Corpo e mente, mente e corpo, oppure corpo e anima e viceversa, sono le due facce della stessa medaglia. Dare più importanza all’uno, come fanno i materialisti, o all’altra, come fa la religione, non è per noi naturisti un modo corretto di procedere. L’articolo di Agnoli sopra citato, dando eguale importanza ad entrambi, ci ricorda che il Naturismo, attraverso la pratica della nudità, rappresenta il mezzo indispensabile per migliorarci, per elevarci, per trascendere noi stessi. L’affermazione della nudità come un diritto è il dato che contraddistingue il movimento naturista. Di altre tematiche il Naturismo non si occupa, non perché non siano importanti, ma semplicemente perché tutto il resto è implicito. Noi naturisti dobbiamo essere concreti: utopia e velleitarismo non servono al nostro movimento, ma dobbiamo mantenere intatta quella spinta ideale che ci anima. “Un’idea, senza un ideale muore”, è stato scritto.

Sempre Daniele Agnoli, sulla rivista “Naturismo”, tempo fa aveva scritto: “L’ecologista, l’amante della natura, cioè un vero naturista, non si comporta nei confronti della natura per interesse o soltanto per una vaga ammirazione di tutto ciò che la natura offre, ma perché vede nel nostro pianeta un luogo privilegiato, forse l’unico in tutto l’universo. La protezione della Terra, lungi dall’essere un fatto scontato, è quindi un dovere per l’uomo, come per noi naturisti è un dovere svincolare il concetto religioso di peccato e il concetto ateo di osceno dalla nudità“.

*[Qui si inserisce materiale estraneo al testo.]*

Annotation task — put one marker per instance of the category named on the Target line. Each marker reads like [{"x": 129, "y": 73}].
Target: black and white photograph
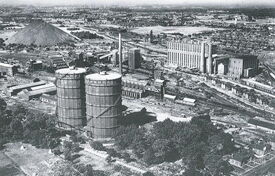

In sostanza, la teoria antropocentrica, ponendo l’uomo al centro dell’universo, con tutte le implicazioni filosofiche, scientifiche, etiche, umanistiche, che ciò comporta, solleva problemi molto complessi. Noi non siamo in grado di dire se il principio antropico costituisca la verità assoluta, quello che sappiamo è che il Naturismo, “movimento della luce”, e quindi riscatto dalle tenebre della non consapevolezza, pone l’uomo al centro della vita.